-
Başrollerinde melis birkan ve cemal hünal'ın oynadığı 2008 yapımı dram filmi.
çağan ırmak'ın babam ve oğlum'dan sonra başarılı olduğu bir başka filmi. -
o gün bu gündür bir ıssız adam tripleri oluştu sanki beyefendilerde. -
ergenliğini tamamlayamamış bir adama aşık olan kadınların terk edilmeleri üzerine "biliyorum, sorun bende değildi ve asla beni unutamayacak" tesellisine tutunmalarına katkı sağlayan film.
(bir arkadaşımdan biliyorum.)
not: 45'likler iyiydi.
-
erken boşalan, ne yaptığını bilmeyen bir ana kuzusundan erkeklik ikonu çıkaranların filmi. memleketin cinsel açlığın afrikası olduğunun en nadide nişanelerinden. -
türü itibariyle izlemeyi şiddetle reddettiğim, konusunu ve hakkındaki yorumları dinledikçe ne kadan da doğru bi karar verdiğimi anladığım film.

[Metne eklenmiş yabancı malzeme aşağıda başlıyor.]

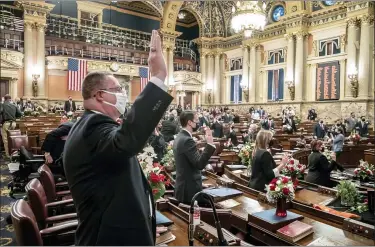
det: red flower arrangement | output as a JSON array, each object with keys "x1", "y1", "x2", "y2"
[{"x1": 146, "y1": 163, "x2": 170, "y2": 201}]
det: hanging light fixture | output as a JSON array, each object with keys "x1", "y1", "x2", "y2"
[
  {"x1": 177, "y1": 11, "x2": 186, "y2": 20},
  {"x1": 231, "y1": 1, "x2": 267, "y2": 37}
]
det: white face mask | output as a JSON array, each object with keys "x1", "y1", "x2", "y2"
[{"x1": 103, "y1": 91, "x2": 128, "y2": 115}]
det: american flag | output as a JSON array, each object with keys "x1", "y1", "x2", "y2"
[
  {"x1": 139, "y1": 67, "x2": 151, "y2": 92},
  {"x1": 68, "y1": 58, "x2": 87, "y2": 91}
]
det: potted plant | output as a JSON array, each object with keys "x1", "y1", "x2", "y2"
[
  {"x1": 160, "y1": 145, "x2": 176, "y2": 172},
  {"x1": 336, "y1": 180, "x2": 359, "y2": 207},
  {"x1": 282, "y1": 158, "x2": 306, "y2": 187},
  {"x1": 354, "y1": 160, "x2": 375, "y2": 182},
  {"x1": 138, "y1": 146, "x2": 170, "y2": 201},
  {"x1": 266, "y1": 176, "x2": 295, "y2": 217}
]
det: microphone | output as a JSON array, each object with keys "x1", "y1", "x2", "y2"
[{"x1": 188, "y1": 191, "x2": 228, "y2": 246}]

tüm çağan ırmak filmleri gibi klişe bi konu, orjinal bi anlatım. -
(bkz: cev) -
sosyal medyada ove ove bitirilemeyen, soundtrack'i olarak kullanilan 'ayla dikmen-anlamazdin" sarkisindan gina getiren, 35+ ergen bir herifin anlatildigi film.

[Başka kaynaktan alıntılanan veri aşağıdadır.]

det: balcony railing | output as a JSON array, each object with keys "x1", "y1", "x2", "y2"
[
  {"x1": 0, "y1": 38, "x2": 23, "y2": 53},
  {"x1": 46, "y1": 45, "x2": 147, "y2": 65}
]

sosyal medyanin yayginlastigi yillarda cikmis olmasinin etkisini hala goruyoruz. zira sosyal medyadaki erkeklerin %50'si issiz adami oynuyor. bir tavirlar, bir gizemler, "ay ben baglanamam" tripleri.. Boyle erkekleri gorunce pelinsular hayatinizi becerir, aglaya aglaya islattiginiz yastiginizda uyuya kalirsiniz insallah diye beddua ediyorum. artik bitin amonyum nitrat!
madem o kadar issiz adamsiniz, sosyal medyada ne isiniz var?! gidin karanlik evinizde dizlerinizi karniniza cekip aglayarak masturbasyon yapin.
sinirlendim sozluk. -
-ada ben ayrılmak istiyorum...
-- spoiler --
oyuncumuz ada, tam o sırada biraz duraksar, kahkahalar atar, birazcık söver ve dolma dolu tencereyi yere fırlatır.
filmin şu sahnesini ne zaman izlesem, kendi kendime sürekli "bre zalımın kızı dolma dolu tencerenin ne suçu vardı?" diyorum.
-- spoiler --
-
kullanılan mükemmel müzikleri nedeniyle değeri abartılmış*, popülerliği ise en azından benim neslim için hiçbir zaman bitmeyecek çağan ırmak filmi.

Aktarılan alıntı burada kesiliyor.